Nowadays it seems that Houseman's maxim is itself old fashioned.

That's because we live more and more in a virtual world where the distance between wishful thinking and actual achievement -- at least in an illusory way -- is not as far as it used to be.

Rather than working years to achieve your goal -- and in the process expending your life for it -- today we have the convenience of the click of a mouse. Click that mouse and benefits come immediately: banking, schooling, shopping, entertainment; you can belong to an entire community of friends without physically being with any of them.

But the recent financial collapse should suggest to us that making (or spending) what turned out to be artificial quick-money has its problems.

All of that wealth was illusory.


Houseman's point should still give us pause. To make real money, you might still have to do it the old fashioned way. You might still have to work hard to earrrrrrrrn it.

But market-savvy advertisers today probably wouldn't run the ad because they know that a generation used to getting instant results at the click of a mouse may not be attracted to the notion of hard work.

They may not even recognize the idea. Hard work? You mean I actually have to sweat for my highfalutin ideas? Wow.


Having been in the education business for several decades now, I have noticed that student achievement is less and less measured by hard work. More and more it is measured by how students can express their feelings. Or by how "sincere" they are.

Education used to be about preparing folks for the work and sweat of the real world. And that real world rewarded those who worked and sweated and succeeded -- fully accepting the real world fact that not all will.

Education today is more about creating a virtual world, a world of feeling rather than labor, a world of instant product rather than the gestation of process, a world offering an illusory equality for all because it is a world offering an illusory lack of need for any.
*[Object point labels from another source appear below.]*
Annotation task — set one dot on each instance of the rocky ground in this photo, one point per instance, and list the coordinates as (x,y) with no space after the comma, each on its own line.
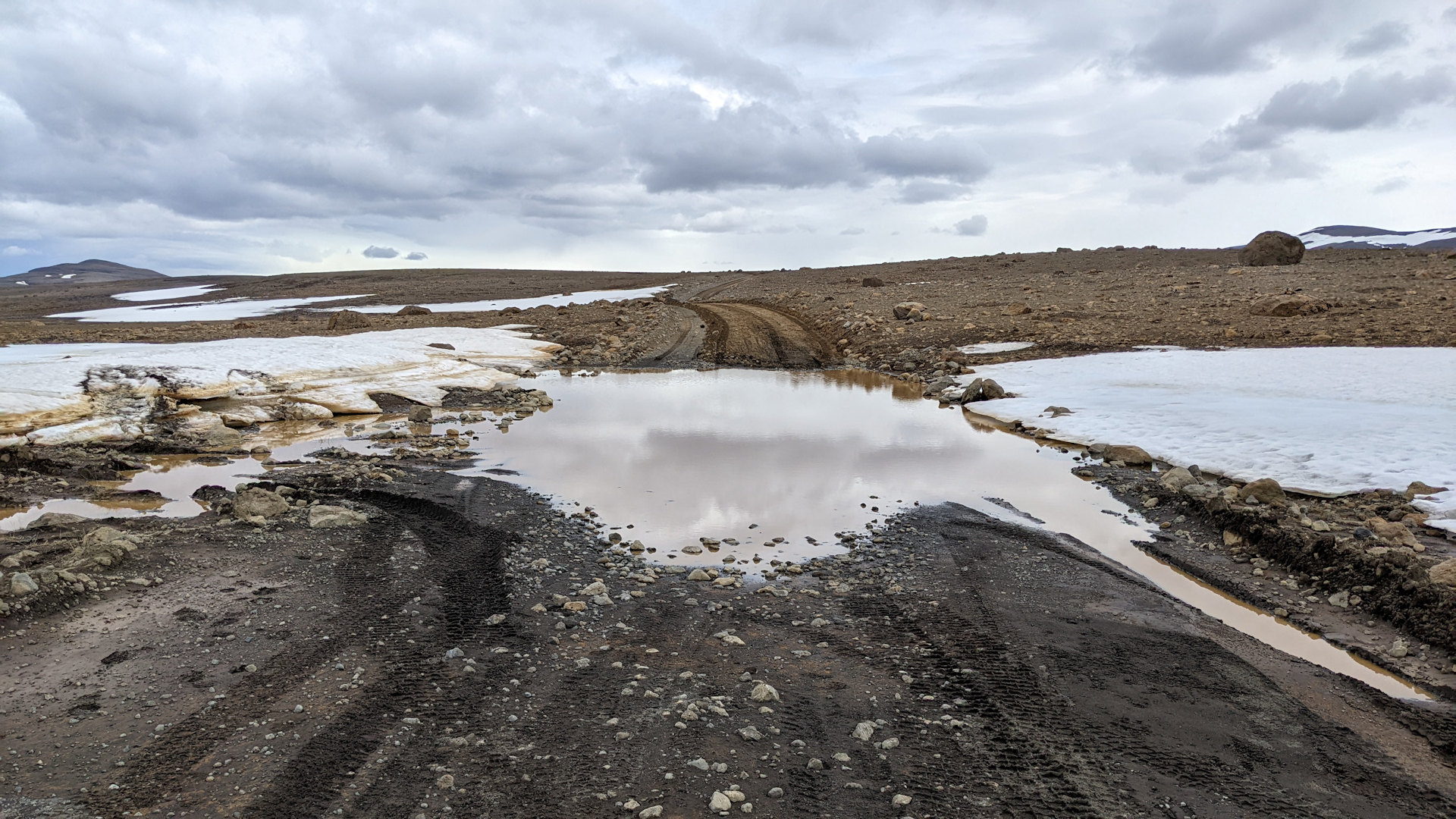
(367,639)
(1066,303)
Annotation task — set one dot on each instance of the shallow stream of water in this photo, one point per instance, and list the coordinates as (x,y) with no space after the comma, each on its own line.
(756,455)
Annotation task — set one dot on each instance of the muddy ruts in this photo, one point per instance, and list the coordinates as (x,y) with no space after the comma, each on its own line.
(466,570)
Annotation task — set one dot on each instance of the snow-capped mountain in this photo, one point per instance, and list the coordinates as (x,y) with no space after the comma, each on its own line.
(1370,238)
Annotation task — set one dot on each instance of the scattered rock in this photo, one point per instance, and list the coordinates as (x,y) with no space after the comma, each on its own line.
(1288,305)
(1128,453)
(22,585)
(348,319)
(1177,479)
(764,692)
(913,311)
(1443,573)
(1416,488)
(334,518)
(1272,248)
(254,503)
(1264,490)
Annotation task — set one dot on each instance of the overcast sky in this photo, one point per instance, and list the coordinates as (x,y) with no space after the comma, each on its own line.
(267,136)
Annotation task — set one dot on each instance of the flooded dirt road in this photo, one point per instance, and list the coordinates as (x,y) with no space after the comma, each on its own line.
(457,651)
(759,335)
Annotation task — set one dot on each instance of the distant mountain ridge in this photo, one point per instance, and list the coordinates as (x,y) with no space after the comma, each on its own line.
(83,273)
(1357,237)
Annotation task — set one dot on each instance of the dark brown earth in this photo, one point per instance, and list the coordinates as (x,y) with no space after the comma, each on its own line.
(284,670)
(1071,687)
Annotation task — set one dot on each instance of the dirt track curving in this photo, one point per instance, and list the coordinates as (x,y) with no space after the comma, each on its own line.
(759,335)
(337,691)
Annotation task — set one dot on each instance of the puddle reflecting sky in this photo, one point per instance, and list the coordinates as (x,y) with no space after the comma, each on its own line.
(683,455)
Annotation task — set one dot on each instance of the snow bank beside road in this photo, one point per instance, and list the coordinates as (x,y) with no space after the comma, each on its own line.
(79,392)
(1324,419)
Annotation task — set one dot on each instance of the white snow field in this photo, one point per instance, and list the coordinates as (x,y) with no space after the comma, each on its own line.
(1316,419)
(1440,509)
(234,309)
(190,292)
(80,392)
(1375,237)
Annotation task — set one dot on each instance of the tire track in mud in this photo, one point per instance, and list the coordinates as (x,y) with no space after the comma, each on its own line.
(759,335)
(466,567)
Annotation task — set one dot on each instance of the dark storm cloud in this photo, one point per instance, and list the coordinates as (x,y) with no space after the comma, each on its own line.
(1360,101)
(294,129)
(913,156)
(1381,37)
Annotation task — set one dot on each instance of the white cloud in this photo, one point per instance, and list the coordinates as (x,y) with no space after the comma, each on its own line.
(973,226)
(663,134)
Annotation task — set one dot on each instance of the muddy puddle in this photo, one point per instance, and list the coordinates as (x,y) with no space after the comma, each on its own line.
(781,464)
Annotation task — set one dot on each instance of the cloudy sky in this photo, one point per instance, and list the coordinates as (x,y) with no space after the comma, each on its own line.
(267,136)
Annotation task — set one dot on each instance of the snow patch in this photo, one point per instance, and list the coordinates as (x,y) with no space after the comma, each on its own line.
(1327,420)
(79,392)
(164,293)
(232,309)
(224,309)
(1395,240)
(555,300)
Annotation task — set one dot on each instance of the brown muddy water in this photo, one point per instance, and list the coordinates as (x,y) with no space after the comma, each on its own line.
(780,463)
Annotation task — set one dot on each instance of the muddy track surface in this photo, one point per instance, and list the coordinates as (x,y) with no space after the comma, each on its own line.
(759,335)
(455,662)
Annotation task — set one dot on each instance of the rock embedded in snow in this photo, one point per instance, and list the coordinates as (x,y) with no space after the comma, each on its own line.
(1128,453)
(348,319)
(1315,419)
(1443,573)
(1264,490)
(60,394)
(1177,479)
(1272,248)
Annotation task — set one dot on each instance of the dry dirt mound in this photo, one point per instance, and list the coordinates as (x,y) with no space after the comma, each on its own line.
(759,335)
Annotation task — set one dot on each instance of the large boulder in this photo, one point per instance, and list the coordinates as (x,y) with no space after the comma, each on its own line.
(348,319)
(256,504)
(325,516)
(1272,248)
(913,311)
(1288,305)
(1264,490)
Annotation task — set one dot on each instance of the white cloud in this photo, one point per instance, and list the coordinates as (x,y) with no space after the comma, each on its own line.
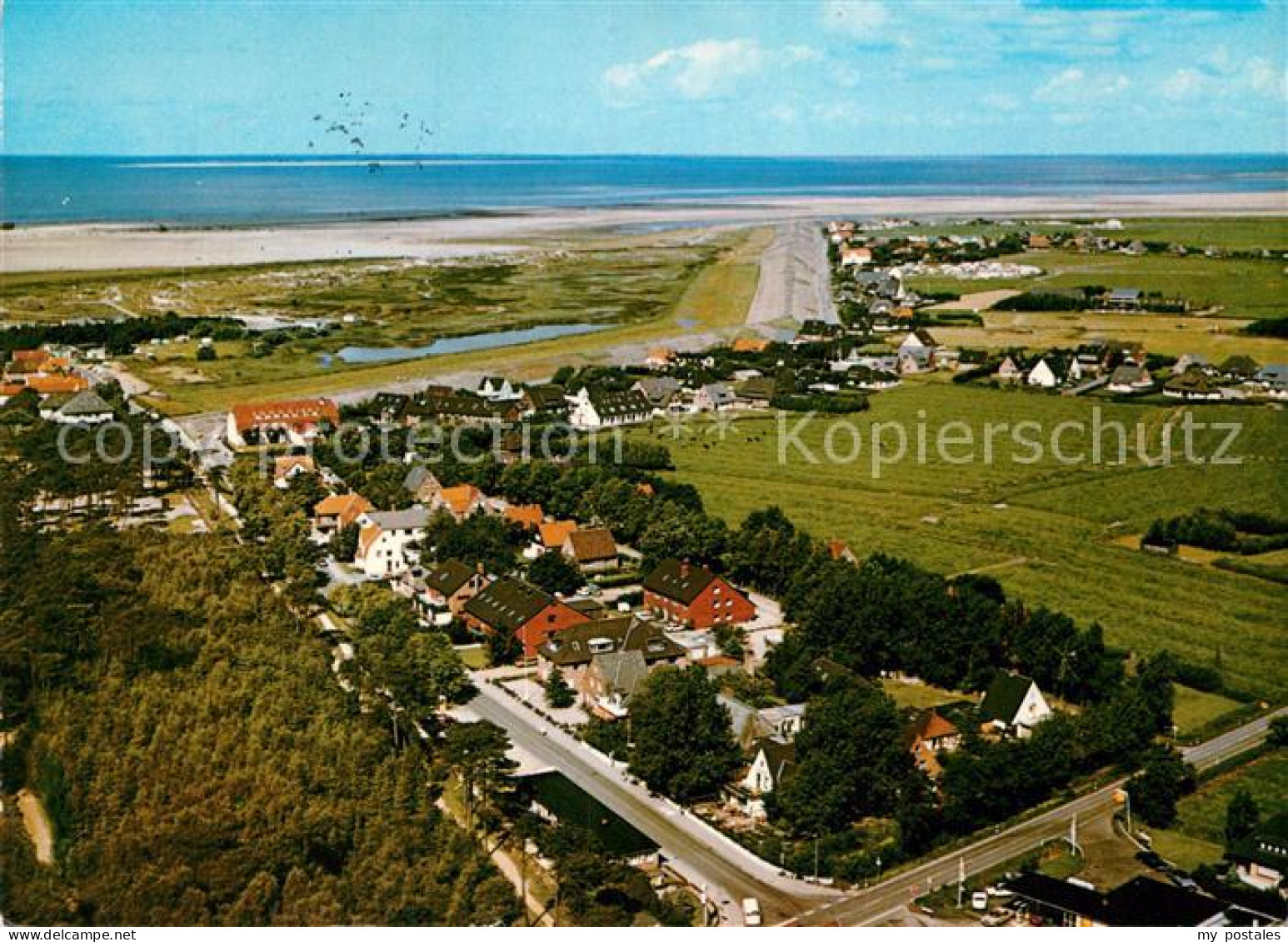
(862,19)
(1268,80)
(1001,102)
(1257,76)
(1184,82)
(707,68)
(1076,85)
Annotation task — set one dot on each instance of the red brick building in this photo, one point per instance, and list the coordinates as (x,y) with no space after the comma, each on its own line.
(516,608)
(695,596)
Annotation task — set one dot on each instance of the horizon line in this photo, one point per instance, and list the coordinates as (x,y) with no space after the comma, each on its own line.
(621,155)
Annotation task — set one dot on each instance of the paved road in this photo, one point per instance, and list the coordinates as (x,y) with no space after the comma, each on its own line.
(872,905)
(733,873)
(698,851)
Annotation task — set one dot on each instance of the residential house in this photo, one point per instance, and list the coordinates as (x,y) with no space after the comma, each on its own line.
(1193,385)
(919,340)
(573,650)
(389,408)
(1123,299)
(1261,860)
(1042,375)
(603,408)
(337,511)
(715,396)
(594,550)
(294,421)
(1188,361)
(524,515)
(927,736)
(84,408)
(422,484)
(1273,380)
(56,385)
(1014,705)
(287,467)
(1130,379)
(771,764)
(658,390)
(460,501)
(554,533)
(695,596)
(499,390)
(1009,371)
(1141,901)
(386,543)
(513,608)
(448,586)
(545,399)
(1241,367)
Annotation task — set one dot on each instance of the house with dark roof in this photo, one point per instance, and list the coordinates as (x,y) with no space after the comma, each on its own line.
(387,541)
(422,483)
(545,399)
(572,650)
(1261,859)
(612,681)
(771,762)
(452,583)
(660,390)
(1139,902)
(295,421)
(1123,299)
(594,551)
(337,511)
(1130,379)
(84,408)
(695,596)
(1012,705)
(514,608)
(598,408)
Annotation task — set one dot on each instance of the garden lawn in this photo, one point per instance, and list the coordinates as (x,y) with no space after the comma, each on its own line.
(1044,529)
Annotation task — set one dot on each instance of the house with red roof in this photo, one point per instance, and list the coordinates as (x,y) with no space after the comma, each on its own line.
(695,596)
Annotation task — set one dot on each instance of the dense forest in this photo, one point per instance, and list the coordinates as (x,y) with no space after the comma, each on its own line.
(197,760)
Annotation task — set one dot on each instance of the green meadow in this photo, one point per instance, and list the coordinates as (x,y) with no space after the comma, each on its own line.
(1051,533)
(1198,834)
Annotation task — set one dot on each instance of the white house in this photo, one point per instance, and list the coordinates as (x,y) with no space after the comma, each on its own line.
(1042,376)
(386,540)
(602,410)
(1012,705)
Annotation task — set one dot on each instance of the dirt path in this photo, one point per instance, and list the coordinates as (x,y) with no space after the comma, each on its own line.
(37,824)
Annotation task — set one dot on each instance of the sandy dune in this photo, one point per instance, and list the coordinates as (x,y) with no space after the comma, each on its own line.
(67,247)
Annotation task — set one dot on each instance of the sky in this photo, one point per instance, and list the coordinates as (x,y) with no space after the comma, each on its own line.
(777,77)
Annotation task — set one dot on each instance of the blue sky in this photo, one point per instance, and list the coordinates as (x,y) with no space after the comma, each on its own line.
(821,77)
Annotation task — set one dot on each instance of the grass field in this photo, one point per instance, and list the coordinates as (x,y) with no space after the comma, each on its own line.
(919,696)
(707,297)
(1196,710)
(1046,531)
(1198,834)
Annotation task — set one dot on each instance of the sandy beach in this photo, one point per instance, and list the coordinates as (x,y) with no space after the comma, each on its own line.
(85,247)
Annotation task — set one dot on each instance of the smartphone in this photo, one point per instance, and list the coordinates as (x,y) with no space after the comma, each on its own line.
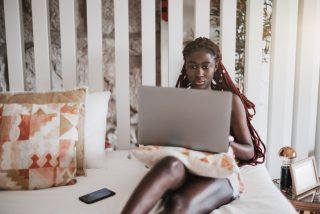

A world of make-believe depths and virtual accomplishments.

And if you can talk about it all really eloquently, you might even win a Nobel Prize.

Logos2Go

Genesis 3.19 By the sweat of your face you shall eat bread, till you return to the ground, for out of it you were taken; for you are dust, and to dust you shall return.

2 Thessalonians 3.10 ... If anyone is not willing to work, let him not eat.

Luke 9.23 And he said to all, If anyone would come after me, let him deny himself and take up his cross daily and follow me...

James 2.18 But someone will say, "You have faith and I have works." Show me your faith apart from your works, and I will show you my faith by my works.